Twenty7Tec releases its Mortgage Market Report for July 2021

Leading mortgage technology provider, Twenty7Tec, has released its monthly mortgage market report for July 2021.

Key findings in July include:
  • 6%*Purchases as a proportion of the mortgage market in July 2021 (remortgages = 36.4%). *Excluding product transfers.
  • 2%Growth in products available as of July 31, 2021, versus products available as of June 30, 2021.
  • 7%Increase in July 2021 remortgage volumes compared to May 2021.
  • -7.8%First time buyer search volumes in July 2021 versus June 2021.
  • 5%First time buyers as a percentage of all mortgage searches in July 2021.
  • -4.9%Change in July mortgage searches in the £150k – £250k valuation bracket versus June 2021 (despite the ongoing stamp duty relief in this price range).
  • 75The long-term average mortgage searches per ESIS document produced.
  • 13,974Mortgage products available at the end of July 2021.
James Tucker, CEO of Twenty7Tec, commented:

“Finally, a much-needed pause for all those working in the market. Volumes dropped slightly in July 2021 as minds turned from stamp duty holidays to summer holidays and the Euros. The market also appears ready to go again in September – with new products, improved rates, and innovation flooding into the market.”

Additional interesting market commentary

Products available and innovation: Nathan Reilly, Twenty7Tec, says:

“We are rapidly closing in on 14,000 mortgage products available in the market. That’s still at only 70% of products available in February and March 2020, but it’s a huge leap forward from the lows of April and May 2020, when under 10,000 products were on the market. It’s a sign of confidence in the market.

“I think that we’ll see more product innovation over coming months. Until just recently, lenders were predominantly focused on steadying the ship and now they are turning their minds to differentiation and innovation, particularly when rates are so competitive. Among other lender innovations we’re seeing, one trend is the introduction of more eco mortgages and it’s likely these will only increase in popularity over the coming months.” 

Improved confidence: Nathan Reilly, Twenty7Tec, says:

“There’s been some positive movements from specialist lenders in recent weeks, with the introduction of more high-LTV mortgages and the general expansion of product ranges, which is a really encouraging sign for the entire market. This feeling of confidence has also been increased by the introduction of some sub 1% mortgages that been launched in recent times.

“There seem to be fewer nerves around the state of the employment market – although the end of October will see two million people move off furlough, so it’s possible that that will affect things a little.

“I think it’s fair to assume that lenders have been busy adapting their underwriting to address the changed market conditions. Performance-based roles like airlines pilots (hours flown) and landlords (pub revenues) have seen their livelihoods affected by the downturn and their ability to get a mortgage may well have changed as a result. More broadly, it’s fair to assume that for many people who can now work at work and no longer pay to commute, that what they can afford had improved as a result.”

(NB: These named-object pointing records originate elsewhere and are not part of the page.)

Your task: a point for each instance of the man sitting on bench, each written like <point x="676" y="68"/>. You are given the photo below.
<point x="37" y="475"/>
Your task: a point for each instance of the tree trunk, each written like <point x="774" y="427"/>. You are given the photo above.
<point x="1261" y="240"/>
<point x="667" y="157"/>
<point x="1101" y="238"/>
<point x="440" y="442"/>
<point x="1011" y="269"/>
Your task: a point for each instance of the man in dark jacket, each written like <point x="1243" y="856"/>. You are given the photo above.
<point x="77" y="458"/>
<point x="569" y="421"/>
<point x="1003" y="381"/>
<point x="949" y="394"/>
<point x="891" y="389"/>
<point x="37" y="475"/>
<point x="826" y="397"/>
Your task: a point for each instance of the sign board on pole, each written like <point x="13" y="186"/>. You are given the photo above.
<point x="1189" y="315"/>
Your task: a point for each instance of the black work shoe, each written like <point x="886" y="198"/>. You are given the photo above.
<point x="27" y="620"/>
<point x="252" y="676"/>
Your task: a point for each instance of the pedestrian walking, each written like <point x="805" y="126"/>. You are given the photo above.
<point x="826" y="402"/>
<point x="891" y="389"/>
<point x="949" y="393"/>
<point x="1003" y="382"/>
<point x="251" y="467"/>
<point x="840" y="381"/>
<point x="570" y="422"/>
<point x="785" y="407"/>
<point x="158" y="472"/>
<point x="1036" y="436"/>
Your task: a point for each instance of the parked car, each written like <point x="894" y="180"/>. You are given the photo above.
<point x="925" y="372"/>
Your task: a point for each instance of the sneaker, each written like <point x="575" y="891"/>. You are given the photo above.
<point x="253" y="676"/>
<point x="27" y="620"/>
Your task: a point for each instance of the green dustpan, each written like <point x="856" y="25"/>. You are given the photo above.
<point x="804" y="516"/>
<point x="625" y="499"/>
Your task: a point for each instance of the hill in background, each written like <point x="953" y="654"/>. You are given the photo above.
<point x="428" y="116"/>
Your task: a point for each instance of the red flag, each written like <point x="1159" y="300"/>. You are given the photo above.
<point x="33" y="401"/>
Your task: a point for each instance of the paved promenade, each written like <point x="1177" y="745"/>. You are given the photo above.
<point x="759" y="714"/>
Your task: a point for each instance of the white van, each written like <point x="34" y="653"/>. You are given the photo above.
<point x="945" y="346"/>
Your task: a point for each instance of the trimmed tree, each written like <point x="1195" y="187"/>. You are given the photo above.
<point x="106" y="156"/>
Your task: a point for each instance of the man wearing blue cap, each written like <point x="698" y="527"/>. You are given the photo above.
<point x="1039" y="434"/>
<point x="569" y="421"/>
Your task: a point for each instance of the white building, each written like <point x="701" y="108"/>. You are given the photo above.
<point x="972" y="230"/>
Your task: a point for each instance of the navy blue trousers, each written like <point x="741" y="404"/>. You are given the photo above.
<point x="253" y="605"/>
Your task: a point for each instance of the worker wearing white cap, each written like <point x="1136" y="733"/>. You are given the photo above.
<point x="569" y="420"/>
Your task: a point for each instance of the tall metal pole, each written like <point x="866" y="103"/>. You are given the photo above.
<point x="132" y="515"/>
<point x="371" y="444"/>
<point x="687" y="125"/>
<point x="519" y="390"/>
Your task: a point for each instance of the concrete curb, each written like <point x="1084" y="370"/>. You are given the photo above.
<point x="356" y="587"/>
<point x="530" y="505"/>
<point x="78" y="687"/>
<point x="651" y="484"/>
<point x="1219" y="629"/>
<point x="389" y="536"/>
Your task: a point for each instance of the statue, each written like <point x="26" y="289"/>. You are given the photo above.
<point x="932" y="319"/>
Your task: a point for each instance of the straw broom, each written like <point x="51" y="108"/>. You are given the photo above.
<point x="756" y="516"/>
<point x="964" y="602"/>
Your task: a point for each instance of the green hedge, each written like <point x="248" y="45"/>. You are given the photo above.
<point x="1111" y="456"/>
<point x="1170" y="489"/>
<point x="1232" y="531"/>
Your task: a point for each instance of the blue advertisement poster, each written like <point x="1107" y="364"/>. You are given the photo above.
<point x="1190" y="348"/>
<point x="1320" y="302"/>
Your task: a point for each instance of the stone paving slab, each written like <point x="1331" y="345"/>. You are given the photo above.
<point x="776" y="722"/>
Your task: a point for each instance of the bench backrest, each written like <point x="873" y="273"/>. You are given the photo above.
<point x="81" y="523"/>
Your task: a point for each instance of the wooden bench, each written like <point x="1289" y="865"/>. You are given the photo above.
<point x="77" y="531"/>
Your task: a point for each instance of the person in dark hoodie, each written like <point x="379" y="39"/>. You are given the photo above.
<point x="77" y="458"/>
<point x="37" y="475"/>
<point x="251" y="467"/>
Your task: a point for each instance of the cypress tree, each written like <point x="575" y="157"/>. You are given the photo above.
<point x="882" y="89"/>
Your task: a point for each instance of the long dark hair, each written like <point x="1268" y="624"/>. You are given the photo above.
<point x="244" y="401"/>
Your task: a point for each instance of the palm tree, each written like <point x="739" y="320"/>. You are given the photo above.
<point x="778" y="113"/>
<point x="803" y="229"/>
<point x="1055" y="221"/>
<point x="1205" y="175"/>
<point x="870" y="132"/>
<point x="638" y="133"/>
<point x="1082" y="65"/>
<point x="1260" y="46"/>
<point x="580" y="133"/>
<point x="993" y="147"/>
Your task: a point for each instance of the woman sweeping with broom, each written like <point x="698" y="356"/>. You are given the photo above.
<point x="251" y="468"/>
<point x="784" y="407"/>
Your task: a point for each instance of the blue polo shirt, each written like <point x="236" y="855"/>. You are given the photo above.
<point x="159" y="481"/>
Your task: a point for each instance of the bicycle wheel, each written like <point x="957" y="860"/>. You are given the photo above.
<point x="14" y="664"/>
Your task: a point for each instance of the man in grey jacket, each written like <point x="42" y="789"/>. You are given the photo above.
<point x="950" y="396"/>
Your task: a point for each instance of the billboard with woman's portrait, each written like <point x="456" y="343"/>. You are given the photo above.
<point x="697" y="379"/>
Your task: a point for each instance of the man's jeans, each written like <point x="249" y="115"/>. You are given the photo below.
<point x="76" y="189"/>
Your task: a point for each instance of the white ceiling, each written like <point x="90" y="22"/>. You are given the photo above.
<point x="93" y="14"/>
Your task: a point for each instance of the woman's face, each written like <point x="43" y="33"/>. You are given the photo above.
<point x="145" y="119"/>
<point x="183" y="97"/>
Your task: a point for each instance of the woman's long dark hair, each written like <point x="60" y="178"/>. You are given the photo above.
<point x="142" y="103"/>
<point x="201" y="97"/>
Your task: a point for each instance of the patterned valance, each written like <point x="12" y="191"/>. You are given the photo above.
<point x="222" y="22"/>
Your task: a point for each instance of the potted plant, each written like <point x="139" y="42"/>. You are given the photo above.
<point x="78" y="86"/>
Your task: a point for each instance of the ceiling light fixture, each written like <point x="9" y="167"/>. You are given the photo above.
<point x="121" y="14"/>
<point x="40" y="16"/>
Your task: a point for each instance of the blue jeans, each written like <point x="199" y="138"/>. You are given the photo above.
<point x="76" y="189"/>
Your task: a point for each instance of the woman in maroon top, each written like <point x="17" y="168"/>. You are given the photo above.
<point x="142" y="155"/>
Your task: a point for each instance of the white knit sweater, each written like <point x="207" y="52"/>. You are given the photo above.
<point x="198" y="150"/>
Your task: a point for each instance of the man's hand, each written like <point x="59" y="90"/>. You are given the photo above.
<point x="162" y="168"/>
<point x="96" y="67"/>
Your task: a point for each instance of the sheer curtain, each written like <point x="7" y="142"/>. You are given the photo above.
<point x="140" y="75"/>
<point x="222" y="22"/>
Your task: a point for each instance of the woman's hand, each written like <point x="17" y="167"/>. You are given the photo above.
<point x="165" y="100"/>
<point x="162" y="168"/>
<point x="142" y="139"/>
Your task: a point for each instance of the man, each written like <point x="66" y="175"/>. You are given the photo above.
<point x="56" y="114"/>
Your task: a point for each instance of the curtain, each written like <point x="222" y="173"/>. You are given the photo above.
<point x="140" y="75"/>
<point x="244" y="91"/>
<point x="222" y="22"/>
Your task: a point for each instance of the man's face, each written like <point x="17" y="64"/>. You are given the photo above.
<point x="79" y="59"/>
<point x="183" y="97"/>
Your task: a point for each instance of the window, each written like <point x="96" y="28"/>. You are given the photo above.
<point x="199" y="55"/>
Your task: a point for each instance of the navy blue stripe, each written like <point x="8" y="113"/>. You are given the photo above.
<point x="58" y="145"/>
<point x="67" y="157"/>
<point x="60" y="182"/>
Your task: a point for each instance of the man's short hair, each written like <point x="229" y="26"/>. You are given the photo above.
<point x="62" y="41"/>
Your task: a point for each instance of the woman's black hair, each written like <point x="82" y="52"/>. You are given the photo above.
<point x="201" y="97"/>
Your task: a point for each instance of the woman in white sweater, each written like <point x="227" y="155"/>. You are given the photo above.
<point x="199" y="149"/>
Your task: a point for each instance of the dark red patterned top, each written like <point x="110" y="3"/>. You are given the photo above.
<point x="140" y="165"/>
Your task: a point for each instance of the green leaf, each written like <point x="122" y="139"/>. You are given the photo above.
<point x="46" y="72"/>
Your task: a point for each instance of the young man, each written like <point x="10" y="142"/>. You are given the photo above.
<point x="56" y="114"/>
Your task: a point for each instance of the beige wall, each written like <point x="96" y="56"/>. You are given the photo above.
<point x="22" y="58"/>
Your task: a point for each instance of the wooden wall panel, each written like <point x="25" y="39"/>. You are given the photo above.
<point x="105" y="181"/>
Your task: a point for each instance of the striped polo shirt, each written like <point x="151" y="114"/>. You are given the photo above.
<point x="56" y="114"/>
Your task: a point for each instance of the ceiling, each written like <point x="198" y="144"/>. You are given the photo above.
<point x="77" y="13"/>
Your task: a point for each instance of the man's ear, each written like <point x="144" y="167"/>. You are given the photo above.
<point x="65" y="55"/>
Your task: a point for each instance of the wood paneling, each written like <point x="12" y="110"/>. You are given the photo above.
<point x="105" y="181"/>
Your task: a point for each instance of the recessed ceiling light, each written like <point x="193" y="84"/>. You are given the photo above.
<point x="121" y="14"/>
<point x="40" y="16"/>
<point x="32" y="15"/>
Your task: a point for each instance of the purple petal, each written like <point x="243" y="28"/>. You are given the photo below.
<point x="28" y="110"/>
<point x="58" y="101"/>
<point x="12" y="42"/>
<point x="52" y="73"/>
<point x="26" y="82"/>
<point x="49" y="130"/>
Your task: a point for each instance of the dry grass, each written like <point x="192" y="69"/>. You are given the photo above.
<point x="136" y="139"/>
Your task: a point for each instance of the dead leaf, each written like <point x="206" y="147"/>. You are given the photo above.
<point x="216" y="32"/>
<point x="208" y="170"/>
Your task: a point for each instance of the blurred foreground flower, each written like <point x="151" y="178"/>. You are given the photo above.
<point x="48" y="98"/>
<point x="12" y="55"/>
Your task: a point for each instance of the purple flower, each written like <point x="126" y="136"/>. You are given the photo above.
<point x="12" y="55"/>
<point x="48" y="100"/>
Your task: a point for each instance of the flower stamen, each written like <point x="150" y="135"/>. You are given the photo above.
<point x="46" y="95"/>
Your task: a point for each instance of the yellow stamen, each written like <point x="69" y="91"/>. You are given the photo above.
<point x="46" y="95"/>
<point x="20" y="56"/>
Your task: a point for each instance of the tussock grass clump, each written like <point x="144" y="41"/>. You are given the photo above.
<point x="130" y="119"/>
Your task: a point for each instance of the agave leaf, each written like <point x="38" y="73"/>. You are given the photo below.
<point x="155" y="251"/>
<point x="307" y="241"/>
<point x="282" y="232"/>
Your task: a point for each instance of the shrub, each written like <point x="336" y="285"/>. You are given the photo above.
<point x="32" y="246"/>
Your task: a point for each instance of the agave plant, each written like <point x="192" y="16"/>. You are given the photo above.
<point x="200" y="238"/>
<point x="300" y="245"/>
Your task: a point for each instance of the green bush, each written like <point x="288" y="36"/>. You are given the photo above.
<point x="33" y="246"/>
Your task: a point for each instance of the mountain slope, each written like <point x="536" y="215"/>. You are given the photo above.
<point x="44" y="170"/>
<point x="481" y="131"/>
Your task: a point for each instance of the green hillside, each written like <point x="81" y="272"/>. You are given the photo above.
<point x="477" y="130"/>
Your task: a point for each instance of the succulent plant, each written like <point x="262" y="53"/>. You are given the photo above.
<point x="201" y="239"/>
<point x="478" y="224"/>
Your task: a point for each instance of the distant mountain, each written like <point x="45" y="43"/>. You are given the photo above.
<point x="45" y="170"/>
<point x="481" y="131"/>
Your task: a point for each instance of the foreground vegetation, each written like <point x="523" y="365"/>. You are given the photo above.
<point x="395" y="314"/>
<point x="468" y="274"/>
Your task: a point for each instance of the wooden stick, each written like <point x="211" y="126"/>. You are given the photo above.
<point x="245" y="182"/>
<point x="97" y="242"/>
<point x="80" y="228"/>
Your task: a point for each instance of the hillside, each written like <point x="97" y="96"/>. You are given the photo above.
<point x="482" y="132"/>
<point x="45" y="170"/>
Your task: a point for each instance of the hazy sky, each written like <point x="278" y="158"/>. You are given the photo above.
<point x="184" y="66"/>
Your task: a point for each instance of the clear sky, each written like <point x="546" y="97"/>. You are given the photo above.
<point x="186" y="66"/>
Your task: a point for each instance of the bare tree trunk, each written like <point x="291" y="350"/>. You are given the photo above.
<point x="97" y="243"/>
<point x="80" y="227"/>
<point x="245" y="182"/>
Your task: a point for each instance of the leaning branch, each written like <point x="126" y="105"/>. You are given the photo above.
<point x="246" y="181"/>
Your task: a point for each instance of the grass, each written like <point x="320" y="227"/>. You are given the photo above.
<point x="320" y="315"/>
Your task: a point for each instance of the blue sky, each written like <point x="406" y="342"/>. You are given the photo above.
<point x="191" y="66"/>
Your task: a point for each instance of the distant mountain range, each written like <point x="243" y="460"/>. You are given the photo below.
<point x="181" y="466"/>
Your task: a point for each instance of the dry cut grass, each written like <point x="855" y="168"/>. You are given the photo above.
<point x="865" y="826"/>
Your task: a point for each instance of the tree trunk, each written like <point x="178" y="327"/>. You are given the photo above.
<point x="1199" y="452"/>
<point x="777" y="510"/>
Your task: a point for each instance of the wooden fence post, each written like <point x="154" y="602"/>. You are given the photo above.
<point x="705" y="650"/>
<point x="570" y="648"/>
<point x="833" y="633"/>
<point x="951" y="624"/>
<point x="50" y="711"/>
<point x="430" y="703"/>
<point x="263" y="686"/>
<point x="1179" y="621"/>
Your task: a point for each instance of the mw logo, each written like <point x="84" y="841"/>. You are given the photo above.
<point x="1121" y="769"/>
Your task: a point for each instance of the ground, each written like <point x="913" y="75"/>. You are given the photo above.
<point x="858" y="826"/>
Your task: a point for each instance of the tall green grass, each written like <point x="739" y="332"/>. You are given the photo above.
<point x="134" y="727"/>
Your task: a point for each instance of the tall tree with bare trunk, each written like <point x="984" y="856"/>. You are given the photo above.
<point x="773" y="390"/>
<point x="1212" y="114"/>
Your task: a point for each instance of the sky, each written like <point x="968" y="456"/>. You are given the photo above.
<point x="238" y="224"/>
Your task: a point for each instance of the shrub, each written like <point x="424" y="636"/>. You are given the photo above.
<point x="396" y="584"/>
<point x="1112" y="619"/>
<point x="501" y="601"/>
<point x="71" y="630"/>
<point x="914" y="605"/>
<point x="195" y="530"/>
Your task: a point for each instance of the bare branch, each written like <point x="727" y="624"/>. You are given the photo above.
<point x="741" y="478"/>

Phil Bailey, Director at Twenty7Tec, says:

“We should note the complete absence of the cliff edge when the main stamp duty relief ended. One of the most pleasing elements for me was quite how quickly things have returned to seasonal norms in the mortgage world. That means that the Chancellor looks to have judged the soft landing just right after 18 months of fluctuations.

“The return to seasonal trends is a good thing for our industry. It means that brokers and intermediaries can finally take a break.”

The October market: Nathan Reilly, Twenty7Tec, says:

“Lots of landlords are reviewing their portfolios at the moment and considering the benefits of the stamp duty tapering and competitive rates that are on offer. It’s likely the buy to let market will remain strong from both a purchase and remortgage perspective, which presents a big opportunity to intermediaries.

A fully functioning market: Phil Bailey, Director at Twenty7Tec, says:

“First time FTB searches have dropped 20% since Feb 2021 and are at their lowest levels since November 2020. To have a fully functioning housing and mortgage market, we need both significant buy to let and first time buyer activity. Buy To Let is increasingly important for the lower valuation end of the market as first-time buyer interest shrinks slightly.”

Higher volumes at higher prices: Phil Bailey, Director at Twenty7Tec, says:

“In July 2021, we saw a drop in search volumes for all house prices under £500k, but a slight rise in volumes for properties from £500k-£1m and £1m+.”

The Euros: Nikki Cooke, Twenty7Tec, says:

“The Euros made a real difference to the volume of business being done. The times of day that people searched for mortgages varied and brokers’ working patterns worked around 5pm kick offs. Using good data means that brokers and intermediaries can plan for what this means for their business in relation to major events.”